Une importation en France ? Pediga pourrait-il faire des émules en France ? Le groupuscule anti-islam Riposte laïque, soutenu par la Ligue de défense juive, a appelé à un rassemblement similaire le 18 janvier, rapporte L'Express. Le président du petit parti Siel, Karim Ouchikh, également conseiller de Marine Le Pen et administrateur national du Rassemblement Bleu Marine, soutient la démarche à titre personnel. "L'objectif, c'est un pendant français de Pegida, qui serait une réponse à l'angoisse identitaire", explique-t-il à Europe 1. "Au Siel, nous regardons ce mouvement avec bienveillance". Mais au sein du FN, personne n'a encore annoncé sa participation. "Je souhaite que le FN s'exprime sur la question, mais je comprendrais qu'il s'en tienne à l'écart", poursuit Karim Ouchikh.

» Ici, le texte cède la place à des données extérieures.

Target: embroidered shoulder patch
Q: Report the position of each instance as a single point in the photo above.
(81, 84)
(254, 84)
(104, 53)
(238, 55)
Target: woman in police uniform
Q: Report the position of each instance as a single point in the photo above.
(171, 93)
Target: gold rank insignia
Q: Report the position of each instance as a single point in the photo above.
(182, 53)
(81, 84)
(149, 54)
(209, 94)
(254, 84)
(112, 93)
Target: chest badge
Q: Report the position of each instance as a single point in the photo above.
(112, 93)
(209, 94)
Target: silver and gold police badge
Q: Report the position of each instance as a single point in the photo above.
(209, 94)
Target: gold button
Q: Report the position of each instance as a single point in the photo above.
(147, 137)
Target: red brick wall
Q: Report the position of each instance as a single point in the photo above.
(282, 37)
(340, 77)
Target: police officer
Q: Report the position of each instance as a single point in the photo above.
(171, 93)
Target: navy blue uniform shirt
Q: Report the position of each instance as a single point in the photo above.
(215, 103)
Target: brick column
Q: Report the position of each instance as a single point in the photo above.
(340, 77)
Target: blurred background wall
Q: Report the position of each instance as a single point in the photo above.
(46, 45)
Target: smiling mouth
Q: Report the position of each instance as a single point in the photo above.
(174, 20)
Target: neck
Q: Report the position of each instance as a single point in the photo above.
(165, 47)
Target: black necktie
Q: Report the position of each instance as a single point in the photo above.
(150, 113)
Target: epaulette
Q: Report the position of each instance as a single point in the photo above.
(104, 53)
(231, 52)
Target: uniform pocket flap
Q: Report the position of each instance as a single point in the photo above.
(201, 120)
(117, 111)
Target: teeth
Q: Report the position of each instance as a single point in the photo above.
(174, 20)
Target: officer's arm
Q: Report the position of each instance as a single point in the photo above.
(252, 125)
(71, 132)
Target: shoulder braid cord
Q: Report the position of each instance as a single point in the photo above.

"Je ne pense pas qu'il y ait des consignes à ce sujet", explique de son côté Ludovic de Danne. En tout état de cause, Marine Le Pen ne devrait pas s'en mêler. "Elle est présidente du premier parti de France, qui s'attaque déjà à ce problème, je ne pense pas qu'elle doive s'associer à des initiatives spontanées", affirme son conseiller. Comme à l'époque de la Manif pour tous, dont elle n'avait pas rejoint les rangs il y a deux ans, Marine Le Pen joue la prudence face aux mouvements autoproclamés apolitiques. Pas si antisystème que ça.